Correctamente atribuidas a las cartas del Tarot, cada una representa un paso a la vez a lo largo del proceso.
Según los grimorios medievales, los setenta y dos ángeles del Shemhamphorash fueron atribuidos cada uno a cinco grados de arco del Zodíaco.
Los demonios, por otra parte, se atribuyeron cada uno a diez grados de arco del Zodíaco, operando en parejas, una regla durante el día, la otra durante la noche.

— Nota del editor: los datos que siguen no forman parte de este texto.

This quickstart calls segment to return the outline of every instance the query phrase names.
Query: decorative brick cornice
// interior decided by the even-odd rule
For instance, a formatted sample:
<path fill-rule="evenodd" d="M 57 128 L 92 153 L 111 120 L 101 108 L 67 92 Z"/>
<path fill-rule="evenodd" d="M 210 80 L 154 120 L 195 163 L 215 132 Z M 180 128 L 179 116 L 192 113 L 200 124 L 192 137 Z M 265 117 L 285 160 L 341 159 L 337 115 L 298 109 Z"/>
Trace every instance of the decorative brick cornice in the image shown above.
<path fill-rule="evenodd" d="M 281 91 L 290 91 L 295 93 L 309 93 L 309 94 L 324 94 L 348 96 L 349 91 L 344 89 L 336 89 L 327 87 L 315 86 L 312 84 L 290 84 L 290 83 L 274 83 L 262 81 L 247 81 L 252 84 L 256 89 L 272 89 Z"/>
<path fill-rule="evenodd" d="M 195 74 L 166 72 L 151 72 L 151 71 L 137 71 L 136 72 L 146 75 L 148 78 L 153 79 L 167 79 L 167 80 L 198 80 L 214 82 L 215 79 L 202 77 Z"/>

El sistema del Golden Dawn atribuyó los setenta y dos espíritus a las treinta y seis cartas numeradas, excluyendo los cuatro Ases, de los cuatro palos.

En mi opinión, el sistema Golden Dawn y su atribución refleja una percepción y comprensión bastante conservadora y limitada del universo y, posteriormente, de la Rueda del Zodíaco. El sistema Golden Dawn opera, exclusivamente, con los siete planetas clásicos del sistema Ptolemaico que datan del siglo I.

Aunque el Orden Hermético fue fundado en 1887, planetas como Urano o Neptuno fueron omitidos del sistema. Ellos miran la Rueda del Zodíaco como un círculo, respectivamente un objeto o representación unidimensional, en lugar de verla como una espiral, o como un objeto o representación multidimensional. Su percepción se ajusta a la antigua y clásica suposición de una Tierra plana y, posteriormente, de un universo plano. Por lo tanto, lo que tradicionalmente se considera una "rueda", es prácticamente una espiral tridimensional y ascendente que consiste en varios círculos concéntricos.